Barrett’s Esophagus

This condition generally results from having gastric reflux that causes stomach contents to back up into the lower section of the esophagus. Over time, this reflux (GERD) irritates the esophagus, which can cause cells that resemble intestinal cells to replace the lining. As the condition progresses, these cells become increasingly disordered. Long-standing acid reflux disease is common in those who develop Barrett’s Esophagus, which affects about 1 percent of adults in the U.S. Millions of people – 70 percent of adults, at some time in their lives – have acid reflux. About 10 percent of people with GERD will develop Barrett’s Esophagus.

Barrett's esophagus
Barrett’s esophagus (red appearing mucosa in distal esophagus) prior to biopsy demonstrated high-grade dysplasia.

Patients with this condition can go on to develop esophageal cancer, which can be deadly. In those with advanced high-grade dysplasia, the risk that the condition will develop into cancer can be as high as 6 percent a year.

Clinicians can assess the risk for esophageal cancer by looking at abnormal cells under a microscope. Early Barrett’s Esophagus (low-grade dysplasia) has a low risk of cancer and is handled by periodic surveillance and sometimes biopsies. The greater the dysplasia, the more frequent the monitoring.

Treating Barrett’s Esophagus at Siteman

In 2009, researchers at Siteman Cancer Center started using radiofrequency ablation to treat Barrett’s Esophagus. This approach involves using heat generated by radio waves to destroy diseased tissue. It can eliminate signs of the potentially cancer-causing disorder and reduce the risk that the disease will progress.

In this procedure, a scope is inserted through the mouth and destroys the abnormal tissue with heat. Meanwhile, the deeper layers of the esophagus remain undamaged.

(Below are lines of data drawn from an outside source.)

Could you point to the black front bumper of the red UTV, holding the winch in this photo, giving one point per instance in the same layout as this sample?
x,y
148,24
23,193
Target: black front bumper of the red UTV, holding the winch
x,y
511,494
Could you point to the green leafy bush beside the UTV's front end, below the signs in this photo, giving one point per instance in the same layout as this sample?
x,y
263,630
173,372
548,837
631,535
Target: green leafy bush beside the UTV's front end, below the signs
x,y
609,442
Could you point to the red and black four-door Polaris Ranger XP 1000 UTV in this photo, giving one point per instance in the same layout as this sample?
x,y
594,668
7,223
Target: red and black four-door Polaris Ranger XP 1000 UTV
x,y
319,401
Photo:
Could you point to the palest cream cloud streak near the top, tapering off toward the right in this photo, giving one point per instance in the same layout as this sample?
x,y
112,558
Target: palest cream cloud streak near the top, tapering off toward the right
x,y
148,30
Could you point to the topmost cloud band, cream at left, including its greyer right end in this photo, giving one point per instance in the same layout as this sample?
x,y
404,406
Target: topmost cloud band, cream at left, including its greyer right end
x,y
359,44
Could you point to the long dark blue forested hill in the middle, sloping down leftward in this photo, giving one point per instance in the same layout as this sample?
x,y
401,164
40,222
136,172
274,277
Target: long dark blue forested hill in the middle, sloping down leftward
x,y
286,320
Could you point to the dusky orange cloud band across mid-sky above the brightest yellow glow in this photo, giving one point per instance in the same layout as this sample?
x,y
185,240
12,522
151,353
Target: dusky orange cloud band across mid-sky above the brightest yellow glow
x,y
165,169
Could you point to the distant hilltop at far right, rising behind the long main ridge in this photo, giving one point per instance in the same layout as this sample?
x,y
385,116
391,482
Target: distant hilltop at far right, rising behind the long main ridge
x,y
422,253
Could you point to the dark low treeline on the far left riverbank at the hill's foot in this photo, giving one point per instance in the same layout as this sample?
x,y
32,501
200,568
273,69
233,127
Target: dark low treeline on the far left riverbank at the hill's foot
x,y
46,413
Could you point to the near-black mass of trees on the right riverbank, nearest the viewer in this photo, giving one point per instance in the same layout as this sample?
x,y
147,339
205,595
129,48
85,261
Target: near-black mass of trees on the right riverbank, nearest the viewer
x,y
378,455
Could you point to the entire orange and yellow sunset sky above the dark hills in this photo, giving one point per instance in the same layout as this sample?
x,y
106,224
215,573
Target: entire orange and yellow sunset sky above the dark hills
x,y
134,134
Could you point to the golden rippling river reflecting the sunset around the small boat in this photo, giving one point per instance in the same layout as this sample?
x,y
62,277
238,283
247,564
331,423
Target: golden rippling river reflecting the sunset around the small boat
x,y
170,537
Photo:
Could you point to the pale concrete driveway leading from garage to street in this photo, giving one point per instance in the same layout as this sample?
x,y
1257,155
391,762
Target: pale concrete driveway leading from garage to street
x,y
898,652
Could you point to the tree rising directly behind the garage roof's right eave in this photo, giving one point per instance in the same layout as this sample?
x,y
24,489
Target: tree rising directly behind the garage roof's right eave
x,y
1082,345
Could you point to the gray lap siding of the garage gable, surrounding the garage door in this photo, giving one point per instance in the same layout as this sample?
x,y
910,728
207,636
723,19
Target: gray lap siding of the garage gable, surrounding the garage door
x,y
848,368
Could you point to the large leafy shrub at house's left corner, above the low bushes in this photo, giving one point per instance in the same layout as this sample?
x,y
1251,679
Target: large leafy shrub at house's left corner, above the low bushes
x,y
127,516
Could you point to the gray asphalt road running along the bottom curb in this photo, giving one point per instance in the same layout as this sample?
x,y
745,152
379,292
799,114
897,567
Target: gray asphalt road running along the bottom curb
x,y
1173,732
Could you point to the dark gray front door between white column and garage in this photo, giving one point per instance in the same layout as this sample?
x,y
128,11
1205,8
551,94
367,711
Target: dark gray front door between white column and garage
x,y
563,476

Patients with high-grade dysplasia (which is associated with more advanced Barrett’s Esophagus) may be eligible for the treatment. In addition to treatment, patients should maintain a regimen of anti-reflux medication to prevent more abnormal cells from developing.

Patients with severe dysplasia that is resistant to ablation may require surgery. This usually involves removing most of the esophagus, pulling a portion of the stomach up into the chest and attaching it to what remains of the esophagus.